Traditional retail stores are vanishing at a pace that must leave landlords’ heads spinning. On the rare occasions that a new tenant moves in, it rarely involves shopping bags. Instead, we are seeing the rise of “experience” in retail, a shift to emotional connection that generally involves a lot less merchandise at ground level.
Experiential retail is part of a larger trend. Retailers are dashing for online safety; brick-and-mortar is increasingly becoming a call-to-action for online ordering.
It’s affecting suppliers, too.
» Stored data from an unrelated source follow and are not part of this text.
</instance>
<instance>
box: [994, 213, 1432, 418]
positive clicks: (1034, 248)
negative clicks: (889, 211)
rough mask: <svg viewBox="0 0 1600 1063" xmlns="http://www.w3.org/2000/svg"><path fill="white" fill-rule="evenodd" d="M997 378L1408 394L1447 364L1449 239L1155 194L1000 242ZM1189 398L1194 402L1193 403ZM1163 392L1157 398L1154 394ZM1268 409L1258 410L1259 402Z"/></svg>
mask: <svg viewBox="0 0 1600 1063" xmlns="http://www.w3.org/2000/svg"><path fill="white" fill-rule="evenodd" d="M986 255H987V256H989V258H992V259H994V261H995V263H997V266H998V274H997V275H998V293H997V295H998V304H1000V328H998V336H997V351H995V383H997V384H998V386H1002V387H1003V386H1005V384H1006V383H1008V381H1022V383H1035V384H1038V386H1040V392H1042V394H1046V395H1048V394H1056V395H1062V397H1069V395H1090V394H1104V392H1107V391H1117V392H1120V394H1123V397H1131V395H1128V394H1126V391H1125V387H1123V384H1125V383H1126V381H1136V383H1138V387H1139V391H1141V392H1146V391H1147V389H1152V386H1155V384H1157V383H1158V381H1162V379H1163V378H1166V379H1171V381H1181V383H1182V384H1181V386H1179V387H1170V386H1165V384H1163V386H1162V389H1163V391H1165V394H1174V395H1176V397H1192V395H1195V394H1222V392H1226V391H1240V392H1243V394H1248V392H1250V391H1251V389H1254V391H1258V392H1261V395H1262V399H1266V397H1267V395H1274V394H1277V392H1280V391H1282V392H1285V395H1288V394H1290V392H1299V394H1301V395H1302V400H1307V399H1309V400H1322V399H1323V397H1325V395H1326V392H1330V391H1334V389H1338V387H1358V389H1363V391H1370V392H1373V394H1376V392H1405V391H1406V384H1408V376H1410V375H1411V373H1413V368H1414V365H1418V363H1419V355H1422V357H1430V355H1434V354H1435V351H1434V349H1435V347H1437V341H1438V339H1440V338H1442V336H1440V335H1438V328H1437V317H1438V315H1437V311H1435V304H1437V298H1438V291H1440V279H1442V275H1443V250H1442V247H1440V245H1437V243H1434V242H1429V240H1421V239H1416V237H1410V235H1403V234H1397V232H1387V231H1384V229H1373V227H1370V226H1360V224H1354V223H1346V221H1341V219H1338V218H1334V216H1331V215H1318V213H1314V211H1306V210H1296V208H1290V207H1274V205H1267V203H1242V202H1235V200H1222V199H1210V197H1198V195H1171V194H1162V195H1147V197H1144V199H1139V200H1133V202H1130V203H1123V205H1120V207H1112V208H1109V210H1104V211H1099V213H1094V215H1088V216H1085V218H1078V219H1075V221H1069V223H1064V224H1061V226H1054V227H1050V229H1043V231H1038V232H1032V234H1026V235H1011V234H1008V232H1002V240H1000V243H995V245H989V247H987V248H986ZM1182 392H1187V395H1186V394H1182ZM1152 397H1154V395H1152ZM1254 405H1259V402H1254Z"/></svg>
As retailers shrink stores and inventory, suppliers are forced to develop direct channels to consumers, no doubt causing channel conflict in their race to preserve revenue.
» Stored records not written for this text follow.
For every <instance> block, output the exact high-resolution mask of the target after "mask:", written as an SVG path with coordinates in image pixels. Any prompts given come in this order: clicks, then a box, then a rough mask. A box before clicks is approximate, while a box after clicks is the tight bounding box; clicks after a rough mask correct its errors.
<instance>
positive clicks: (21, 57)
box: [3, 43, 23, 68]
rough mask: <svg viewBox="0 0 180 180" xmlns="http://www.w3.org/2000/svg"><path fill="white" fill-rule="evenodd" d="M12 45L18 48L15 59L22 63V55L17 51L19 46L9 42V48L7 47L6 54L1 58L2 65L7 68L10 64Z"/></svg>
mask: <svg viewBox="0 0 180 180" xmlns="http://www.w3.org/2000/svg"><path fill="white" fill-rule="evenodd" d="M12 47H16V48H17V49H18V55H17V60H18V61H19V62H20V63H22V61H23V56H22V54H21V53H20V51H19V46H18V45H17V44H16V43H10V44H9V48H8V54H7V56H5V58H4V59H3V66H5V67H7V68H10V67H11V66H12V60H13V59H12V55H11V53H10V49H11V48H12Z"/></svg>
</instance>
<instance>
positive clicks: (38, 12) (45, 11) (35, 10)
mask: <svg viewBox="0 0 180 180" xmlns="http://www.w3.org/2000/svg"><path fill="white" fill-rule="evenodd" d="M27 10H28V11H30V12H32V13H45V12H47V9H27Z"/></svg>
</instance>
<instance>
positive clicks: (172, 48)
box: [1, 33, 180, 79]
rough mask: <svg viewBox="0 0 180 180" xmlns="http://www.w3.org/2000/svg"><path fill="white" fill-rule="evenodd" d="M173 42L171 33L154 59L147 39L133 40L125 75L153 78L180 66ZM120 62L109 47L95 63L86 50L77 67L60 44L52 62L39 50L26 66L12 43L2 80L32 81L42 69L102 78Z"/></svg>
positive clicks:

Which retailers and suppliers will build the deep connections with customers that survive the onslaught of Amazon? We’re taking bets. We also can't wait to see how retail space is repurposed: viz WeWork buying the Lord & Taylor building.
Radio Shack Still Exists?
Here’s a breakdown of major retail store closures expected to roll out over the next couple years. Kmart, Macy’s, and all of Starbucks’ Teavana stores may not come as a surprise. But who knew Crocs and Radio Shack still had so many stores to close?
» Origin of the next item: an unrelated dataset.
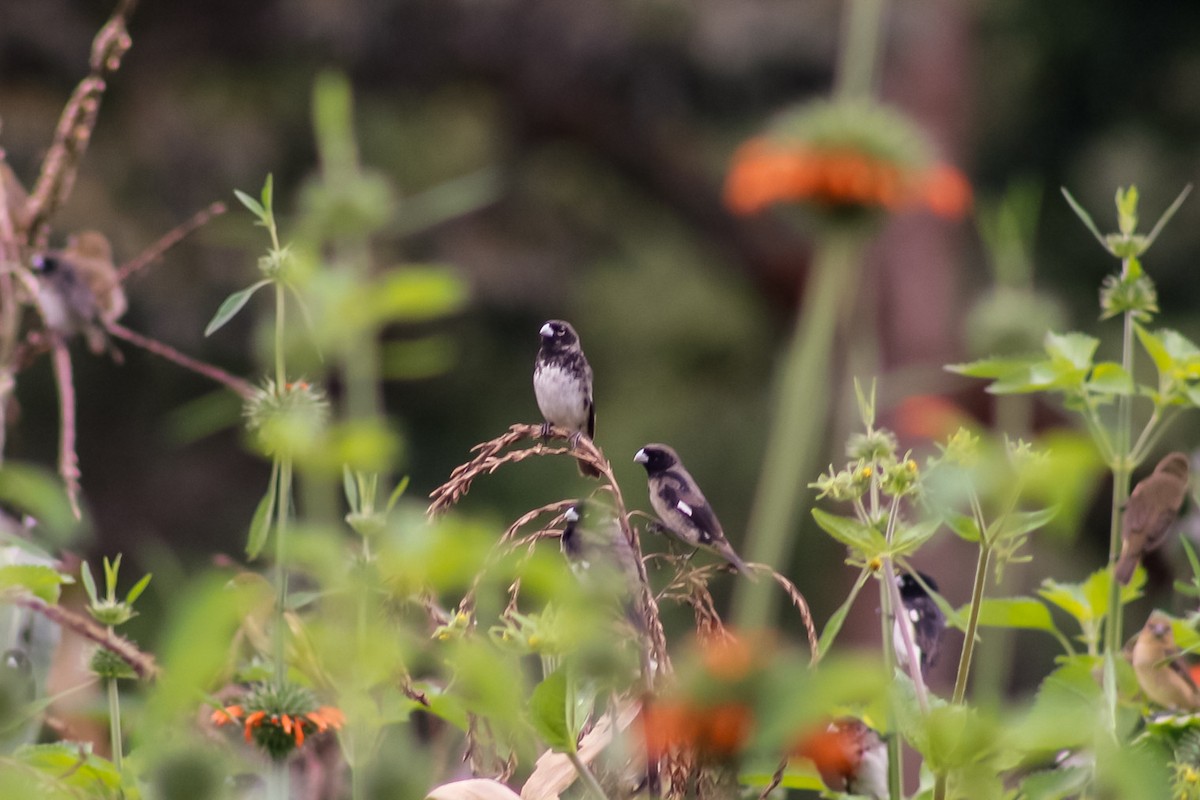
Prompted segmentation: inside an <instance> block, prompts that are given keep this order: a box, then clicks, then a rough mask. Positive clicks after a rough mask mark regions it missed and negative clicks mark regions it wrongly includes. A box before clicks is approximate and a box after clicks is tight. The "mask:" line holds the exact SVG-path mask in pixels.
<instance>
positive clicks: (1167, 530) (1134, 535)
mask: <svg viewBox="0 0 1200 800" xmlns="http://www.w3.org/2000/svg"><path fill="white" fill-rule="evenodd" d="M1187 494H1188V457H1187V456H1184V455H1183V453H1181V452H1172V453H1168V455H1166V456H1164V457H1163V461H1160V462H1158V465H1157V467H1154V471H1153V473H1151V474H1150V475H1148V476H1147V477H1145V479H1142V480H1141V482H1139V483H1138V486H1135V487H1134V488H1133V493H1132V494H1130V495H1129V503H1127V504H1126V509H1124V518H1123V519H1122V521H1121V558H1120V559H1117V565H1116V569H1115V570H1114V571H1112V575H1114V577H1115V578H1116V579H1117V581H1118V582H1120V583H1122V584H1127V583H1129V578H1132V577H1133V571H1134V570H1135V569H1138V564H1139V563H1140V561H1141V557H1142V554H1145V553H1148V552H1150V551H1152V549H1154V548H1157V547H1159V546H1160V545H1162V543H1163V542H1164V541H1166V534H1168V531H1169V530H1170V529H1171V523H1172V522H1175V518H1176V517H1177V516H1178V515H1180V509H1181V507H1183V499H1184V498H1186V497H1187Z"/></svg>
Note to self: utilize all stray gift cards other than Amazon—soon!
Soho No Go
On the investment side of things, it’s not looking any better. Retail property that was eagerly snapped up just a few years ago is now failing to be filled by new stores.
Take SoHo for example: investors who spent almost a billion dollars to acquire retail-and condominium-centered buildings over the last six years are facing crazy vacancy rates, according to research by The Real Deal. Even buildings that haven’t changed hands recently are stuck in the transition between tenants. Retailers who are losing confidence in brick and mortar business are unwilling to pay top dollar to get into formerly fully occupied neighborhoods.
So what, exactly, qualifies as experiential retail? We nominate retailer-branded hotels, where we can experience sofa cushion wear and tear first hand before committing to purchase.
And it's happening right in our Meatpacking District neighborhood: Restoration Hardware's hotel was just approved. West Elm and Parachute are also looking to carve out a place in hotel world. And Muji is working on it, too (we’ve been known to steal a quick nap on one of their beanbags, so they’re already halfway there in our minds).
Despite the number of brands hopping onto this trend, there are still a number of issues to iron out, such as how to do promotions or partner with another company to even get into the space. Still, multi-purpose use of real estate makes a ton of sense. More mashups please!